The media are having a heyday with the news that researchers have created the first synthetic cell. Is this the beginning of man-made life?

The Economist seems to think it likely.

It will be a while, yet, before lifeforms are routinely designed on a laptop. But this will come. The past decade, since the completion of the Human Genome Project, has seen two related developments that make it almost inevitable. One is an extraordinary rise in the speed, and fall in the cost, of analysing the DNA sequences that encode the natural “software” of life. What once took years and cost millions now takes days and costs thousands. Databases are filling up with the genomes of everything from the tiniest virus to the tallest tree.

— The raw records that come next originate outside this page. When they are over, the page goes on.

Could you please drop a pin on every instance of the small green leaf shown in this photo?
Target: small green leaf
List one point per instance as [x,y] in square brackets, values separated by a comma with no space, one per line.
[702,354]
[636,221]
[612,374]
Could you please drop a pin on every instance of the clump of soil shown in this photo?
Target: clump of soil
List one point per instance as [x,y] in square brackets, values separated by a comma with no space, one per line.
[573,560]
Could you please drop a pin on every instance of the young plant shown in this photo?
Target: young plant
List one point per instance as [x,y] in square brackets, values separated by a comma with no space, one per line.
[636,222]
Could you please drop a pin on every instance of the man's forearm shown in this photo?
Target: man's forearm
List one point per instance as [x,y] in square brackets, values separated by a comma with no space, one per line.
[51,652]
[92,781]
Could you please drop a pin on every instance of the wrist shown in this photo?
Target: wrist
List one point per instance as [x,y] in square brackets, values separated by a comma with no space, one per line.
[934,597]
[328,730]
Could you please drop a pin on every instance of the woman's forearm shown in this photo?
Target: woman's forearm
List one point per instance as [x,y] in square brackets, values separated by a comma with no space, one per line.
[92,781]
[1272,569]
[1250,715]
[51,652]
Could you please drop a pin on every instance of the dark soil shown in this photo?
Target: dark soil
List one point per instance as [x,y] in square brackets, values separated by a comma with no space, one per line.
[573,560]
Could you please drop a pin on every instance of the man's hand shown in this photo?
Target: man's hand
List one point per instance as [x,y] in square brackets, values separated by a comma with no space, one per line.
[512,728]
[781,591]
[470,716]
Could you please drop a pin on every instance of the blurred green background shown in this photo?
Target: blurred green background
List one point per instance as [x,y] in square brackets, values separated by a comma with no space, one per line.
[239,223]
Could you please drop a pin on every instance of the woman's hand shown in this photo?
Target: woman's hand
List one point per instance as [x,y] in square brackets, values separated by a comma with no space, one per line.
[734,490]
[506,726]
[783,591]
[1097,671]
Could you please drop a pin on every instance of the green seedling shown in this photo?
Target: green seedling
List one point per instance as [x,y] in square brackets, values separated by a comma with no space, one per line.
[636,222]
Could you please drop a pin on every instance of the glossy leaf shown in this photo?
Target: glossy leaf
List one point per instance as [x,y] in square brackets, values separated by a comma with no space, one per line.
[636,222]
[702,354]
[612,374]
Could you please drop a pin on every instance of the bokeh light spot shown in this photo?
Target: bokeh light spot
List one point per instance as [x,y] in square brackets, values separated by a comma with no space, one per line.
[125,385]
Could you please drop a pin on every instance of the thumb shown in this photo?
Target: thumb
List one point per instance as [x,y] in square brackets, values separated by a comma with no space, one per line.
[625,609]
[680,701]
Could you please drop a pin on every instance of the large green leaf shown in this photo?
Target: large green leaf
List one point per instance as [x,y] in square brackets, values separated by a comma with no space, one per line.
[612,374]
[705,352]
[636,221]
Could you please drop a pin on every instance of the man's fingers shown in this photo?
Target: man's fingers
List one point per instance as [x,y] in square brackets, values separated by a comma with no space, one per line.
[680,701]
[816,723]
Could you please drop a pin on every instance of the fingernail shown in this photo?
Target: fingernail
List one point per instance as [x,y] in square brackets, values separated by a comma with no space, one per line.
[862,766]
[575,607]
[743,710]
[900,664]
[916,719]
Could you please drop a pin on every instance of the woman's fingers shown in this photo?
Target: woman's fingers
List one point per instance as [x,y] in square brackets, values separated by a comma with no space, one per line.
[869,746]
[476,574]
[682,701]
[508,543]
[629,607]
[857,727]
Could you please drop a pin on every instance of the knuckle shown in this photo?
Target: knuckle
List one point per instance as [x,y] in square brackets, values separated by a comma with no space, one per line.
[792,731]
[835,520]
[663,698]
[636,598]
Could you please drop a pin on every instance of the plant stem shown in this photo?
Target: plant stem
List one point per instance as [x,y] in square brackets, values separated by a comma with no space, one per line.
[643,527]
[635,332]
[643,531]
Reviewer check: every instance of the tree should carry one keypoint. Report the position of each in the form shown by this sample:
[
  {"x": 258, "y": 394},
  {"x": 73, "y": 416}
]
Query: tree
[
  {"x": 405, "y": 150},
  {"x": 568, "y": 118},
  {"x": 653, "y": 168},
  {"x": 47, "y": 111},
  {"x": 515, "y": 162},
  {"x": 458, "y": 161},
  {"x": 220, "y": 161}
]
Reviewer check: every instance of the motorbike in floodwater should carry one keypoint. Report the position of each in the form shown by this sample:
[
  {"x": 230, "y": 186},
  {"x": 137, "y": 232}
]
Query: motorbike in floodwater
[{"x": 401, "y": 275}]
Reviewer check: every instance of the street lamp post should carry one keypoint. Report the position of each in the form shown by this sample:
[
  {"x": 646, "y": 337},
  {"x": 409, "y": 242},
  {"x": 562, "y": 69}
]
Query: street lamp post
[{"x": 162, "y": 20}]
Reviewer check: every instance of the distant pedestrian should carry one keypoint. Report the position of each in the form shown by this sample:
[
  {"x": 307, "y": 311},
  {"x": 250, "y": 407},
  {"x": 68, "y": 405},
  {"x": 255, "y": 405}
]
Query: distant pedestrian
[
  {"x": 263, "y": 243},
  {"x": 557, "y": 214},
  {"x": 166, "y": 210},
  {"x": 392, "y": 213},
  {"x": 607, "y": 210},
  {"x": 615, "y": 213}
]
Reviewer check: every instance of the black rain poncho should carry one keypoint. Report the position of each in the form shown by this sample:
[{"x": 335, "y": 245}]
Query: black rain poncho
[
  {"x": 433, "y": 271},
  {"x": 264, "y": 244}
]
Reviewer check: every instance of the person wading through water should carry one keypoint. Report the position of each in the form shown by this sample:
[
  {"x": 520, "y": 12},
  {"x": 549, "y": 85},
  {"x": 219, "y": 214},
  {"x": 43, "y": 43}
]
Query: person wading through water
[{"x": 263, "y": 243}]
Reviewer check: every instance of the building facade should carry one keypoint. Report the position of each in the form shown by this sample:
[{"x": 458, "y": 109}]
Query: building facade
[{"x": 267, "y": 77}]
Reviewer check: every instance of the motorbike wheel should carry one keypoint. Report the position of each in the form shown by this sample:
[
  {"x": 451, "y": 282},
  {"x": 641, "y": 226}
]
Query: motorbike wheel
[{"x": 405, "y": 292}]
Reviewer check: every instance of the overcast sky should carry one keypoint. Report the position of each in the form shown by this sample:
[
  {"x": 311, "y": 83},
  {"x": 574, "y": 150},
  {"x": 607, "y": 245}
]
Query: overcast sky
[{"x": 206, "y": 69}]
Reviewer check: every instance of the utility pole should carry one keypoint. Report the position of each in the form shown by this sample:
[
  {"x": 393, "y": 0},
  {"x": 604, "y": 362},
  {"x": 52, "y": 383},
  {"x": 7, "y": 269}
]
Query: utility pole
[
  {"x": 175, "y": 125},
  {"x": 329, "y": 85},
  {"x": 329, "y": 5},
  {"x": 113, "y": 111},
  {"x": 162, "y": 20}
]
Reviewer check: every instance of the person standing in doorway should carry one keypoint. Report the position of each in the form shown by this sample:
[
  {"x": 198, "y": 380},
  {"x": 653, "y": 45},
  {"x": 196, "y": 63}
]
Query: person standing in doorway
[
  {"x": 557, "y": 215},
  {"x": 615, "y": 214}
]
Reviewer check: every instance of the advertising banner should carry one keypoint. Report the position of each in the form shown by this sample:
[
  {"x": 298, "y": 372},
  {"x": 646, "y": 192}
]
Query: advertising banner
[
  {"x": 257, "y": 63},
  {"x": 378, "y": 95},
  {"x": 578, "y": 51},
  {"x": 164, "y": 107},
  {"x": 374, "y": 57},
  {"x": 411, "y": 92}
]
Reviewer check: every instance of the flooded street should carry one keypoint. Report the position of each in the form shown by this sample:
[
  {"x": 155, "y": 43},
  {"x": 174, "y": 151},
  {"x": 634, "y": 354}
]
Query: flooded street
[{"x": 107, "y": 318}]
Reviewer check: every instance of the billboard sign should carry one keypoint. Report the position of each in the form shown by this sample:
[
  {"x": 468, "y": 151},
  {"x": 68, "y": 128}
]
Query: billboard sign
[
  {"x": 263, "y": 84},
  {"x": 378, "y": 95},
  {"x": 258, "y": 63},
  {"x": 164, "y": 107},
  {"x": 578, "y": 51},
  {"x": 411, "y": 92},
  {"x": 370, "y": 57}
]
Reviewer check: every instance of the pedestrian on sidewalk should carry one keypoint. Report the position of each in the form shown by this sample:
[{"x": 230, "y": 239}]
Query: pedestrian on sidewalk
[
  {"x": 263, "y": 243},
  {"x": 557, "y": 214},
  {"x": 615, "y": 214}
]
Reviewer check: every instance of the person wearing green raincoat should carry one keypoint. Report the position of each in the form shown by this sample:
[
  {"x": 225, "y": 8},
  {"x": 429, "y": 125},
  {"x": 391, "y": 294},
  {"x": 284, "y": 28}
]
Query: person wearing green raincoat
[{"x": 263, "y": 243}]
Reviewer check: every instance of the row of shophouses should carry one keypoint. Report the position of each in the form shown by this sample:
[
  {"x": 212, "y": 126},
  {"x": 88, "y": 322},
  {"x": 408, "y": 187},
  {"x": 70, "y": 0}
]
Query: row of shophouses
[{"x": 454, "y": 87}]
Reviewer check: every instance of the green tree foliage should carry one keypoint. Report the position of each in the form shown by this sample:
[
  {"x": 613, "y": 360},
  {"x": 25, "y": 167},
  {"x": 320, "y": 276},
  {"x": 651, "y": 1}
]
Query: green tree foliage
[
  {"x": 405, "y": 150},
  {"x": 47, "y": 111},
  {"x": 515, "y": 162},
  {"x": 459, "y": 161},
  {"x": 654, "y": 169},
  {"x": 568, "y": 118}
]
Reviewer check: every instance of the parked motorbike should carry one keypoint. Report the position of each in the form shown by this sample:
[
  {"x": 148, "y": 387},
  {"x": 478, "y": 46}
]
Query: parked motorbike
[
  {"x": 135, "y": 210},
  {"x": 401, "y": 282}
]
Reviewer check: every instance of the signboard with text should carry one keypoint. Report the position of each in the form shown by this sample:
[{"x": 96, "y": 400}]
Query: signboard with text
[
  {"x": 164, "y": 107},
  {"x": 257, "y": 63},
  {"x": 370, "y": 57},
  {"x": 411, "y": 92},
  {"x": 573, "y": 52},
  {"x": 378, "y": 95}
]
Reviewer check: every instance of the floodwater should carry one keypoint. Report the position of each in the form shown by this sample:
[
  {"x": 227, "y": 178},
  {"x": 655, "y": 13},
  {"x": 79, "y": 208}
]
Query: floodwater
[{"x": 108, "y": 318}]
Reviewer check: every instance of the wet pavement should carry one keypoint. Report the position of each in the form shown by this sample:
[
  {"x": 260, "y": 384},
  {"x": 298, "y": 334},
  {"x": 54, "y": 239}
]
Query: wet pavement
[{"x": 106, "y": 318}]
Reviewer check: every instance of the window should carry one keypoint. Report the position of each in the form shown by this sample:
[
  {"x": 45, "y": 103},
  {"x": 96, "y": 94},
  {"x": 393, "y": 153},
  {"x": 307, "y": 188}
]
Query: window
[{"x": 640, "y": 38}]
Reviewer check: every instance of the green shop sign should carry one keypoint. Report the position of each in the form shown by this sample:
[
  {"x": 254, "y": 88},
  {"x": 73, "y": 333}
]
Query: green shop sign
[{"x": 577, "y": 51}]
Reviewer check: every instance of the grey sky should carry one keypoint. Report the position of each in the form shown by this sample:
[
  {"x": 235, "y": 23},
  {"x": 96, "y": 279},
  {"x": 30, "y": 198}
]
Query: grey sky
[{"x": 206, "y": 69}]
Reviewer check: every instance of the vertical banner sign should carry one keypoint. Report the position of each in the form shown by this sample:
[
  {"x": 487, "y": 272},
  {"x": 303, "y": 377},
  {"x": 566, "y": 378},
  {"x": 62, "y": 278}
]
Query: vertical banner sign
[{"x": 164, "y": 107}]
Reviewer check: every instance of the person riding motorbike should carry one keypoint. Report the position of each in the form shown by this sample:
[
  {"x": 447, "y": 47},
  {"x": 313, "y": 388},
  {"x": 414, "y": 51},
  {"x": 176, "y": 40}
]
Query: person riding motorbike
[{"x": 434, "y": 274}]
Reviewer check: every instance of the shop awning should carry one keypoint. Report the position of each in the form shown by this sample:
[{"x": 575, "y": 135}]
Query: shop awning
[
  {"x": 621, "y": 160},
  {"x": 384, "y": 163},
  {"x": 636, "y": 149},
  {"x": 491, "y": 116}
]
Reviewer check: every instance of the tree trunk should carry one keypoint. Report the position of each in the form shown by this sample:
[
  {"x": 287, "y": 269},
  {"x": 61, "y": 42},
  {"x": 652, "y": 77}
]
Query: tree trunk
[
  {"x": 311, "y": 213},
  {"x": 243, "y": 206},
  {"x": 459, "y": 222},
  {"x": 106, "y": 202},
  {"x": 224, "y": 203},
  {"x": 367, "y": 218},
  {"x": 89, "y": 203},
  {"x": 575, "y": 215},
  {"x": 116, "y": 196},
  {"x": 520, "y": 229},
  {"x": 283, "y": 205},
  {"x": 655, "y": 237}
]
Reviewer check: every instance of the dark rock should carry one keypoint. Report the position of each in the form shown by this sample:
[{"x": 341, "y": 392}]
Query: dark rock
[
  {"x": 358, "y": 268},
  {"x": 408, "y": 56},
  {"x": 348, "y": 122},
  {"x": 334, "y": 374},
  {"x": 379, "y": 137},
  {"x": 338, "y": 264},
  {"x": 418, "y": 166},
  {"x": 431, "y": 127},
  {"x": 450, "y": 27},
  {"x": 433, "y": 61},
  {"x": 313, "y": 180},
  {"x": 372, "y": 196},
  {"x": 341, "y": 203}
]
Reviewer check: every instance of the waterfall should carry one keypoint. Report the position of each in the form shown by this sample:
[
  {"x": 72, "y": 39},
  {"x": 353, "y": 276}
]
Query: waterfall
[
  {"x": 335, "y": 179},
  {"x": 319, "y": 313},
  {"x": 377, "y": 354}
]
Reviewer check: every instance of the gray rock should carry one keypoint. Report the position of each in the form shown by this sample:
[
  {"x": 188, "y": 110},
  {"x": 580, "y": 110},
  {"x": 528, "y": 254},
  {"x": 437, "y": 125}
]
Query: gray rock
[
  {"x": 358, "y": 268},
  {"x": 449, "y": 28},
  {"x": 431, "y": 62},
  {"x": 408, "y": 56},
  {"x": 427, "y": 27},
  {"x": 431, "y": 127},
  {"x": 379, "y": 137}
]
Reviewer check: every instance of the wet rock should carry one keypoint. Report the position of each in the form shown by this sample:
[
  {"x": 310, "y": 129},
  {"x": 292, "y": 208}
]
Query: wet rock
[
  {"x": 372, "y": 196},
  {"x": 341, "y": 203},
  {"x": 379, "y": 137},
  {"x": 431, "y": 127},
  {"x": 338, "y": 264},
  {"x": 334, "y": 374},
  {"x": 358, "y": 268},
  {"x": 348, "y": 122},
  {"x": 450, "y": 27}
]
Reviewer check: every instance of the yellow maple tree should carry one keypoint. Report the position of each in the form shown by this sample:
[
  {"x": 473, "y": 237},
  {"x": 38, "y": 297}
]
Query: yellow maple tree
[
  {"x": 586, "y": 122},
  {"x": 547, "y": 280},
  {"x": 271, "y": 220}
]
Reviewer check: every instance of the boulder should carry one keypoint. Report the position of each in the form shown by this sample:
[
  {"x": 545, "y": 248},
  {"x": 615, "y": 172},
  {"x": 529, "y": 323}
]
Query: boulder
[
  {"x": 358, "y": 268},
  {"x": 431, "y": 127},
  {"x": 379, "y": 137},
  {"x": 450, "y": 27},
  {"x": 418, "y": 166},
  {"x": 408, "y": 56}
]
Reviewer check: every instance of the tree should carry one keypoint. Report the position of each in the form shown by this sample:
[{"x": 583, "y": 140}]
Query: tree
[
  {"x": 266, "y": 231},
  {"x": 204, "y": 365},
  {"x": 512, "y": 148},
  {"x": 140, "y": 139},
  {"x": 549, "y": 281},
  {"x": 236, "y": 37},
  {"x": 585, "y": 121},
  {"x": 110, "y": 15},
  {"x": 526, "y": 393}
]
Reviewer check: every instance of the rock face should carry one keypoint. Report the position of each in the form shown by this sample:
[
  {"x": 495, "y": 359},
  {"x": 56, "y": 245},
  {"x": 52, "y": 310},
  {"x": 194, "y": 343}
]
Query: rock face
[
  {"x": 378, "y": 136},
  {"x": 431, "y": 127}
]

These genomes are the raw material for synthetic biology. First, they will provide an understanding of how biology works right down to the atomic level. That can then be modelled in human-designed software so that synthetic biologists will be able to assemble new constellations of genes with a reasonable presumption that they will work in a predictable way. Second, the genome databases are a warehouse that can be raided for whatever part a synthetic biologist requires.

The other development is faster and cheaper DNA synthesis. This has lagged a few years behind DNA analysis, but seems to be heading in the same direction. That means it will soon be possible for almost anybody to make DNA to order, and dabble in synthetic biology.

That is good, up to a point. Innovation works best when it is a game that anyone can play. The more ideas there are, the better the chance some will prosper. Unfortunately and inevitably, some of those ideas will be malicious. And the problem with malicious biological inventions—unlike, say, guns and explosives—is that once released, they can breed by themselves.

Which is only one reason and a secondary one the Vatican is urging scientists to proceed with caution.

“If it is used toward the good, to treat pathologies, we can only be positive” in our assessment, Monsignor Rino Fisichella, the Vatican’s top bioethics official, told state-run TV. “If it turns out not to be … useful to respect the dignity of the person, then our judgment would change.”

“We look at science with great interest. But we think above all about the meaning that must be given to life,” said Fisichella, who heads Vatican’s Pontifical Academy for Life. “We can only reach the conclusion that we need God, the origin of life.”

The Economist says ‘vigilance will be needed.’ The Vatican emphasizes why.

A top Italian cardinal, Angelo Bagnasco, said the invention is “further sign of intelligence, God’s gift to understand creation and be able to better govern it,” according to Apcom and ANSA news agencies.

“On the other hand, intelligence can never be without responsibility,” said Bagnasco, the head of the Italian bishops’ conference. “Any form of intelligence and any scientific acquisition … must always be measured against the ethical dimension, which has at its heart the true dignity of every person.”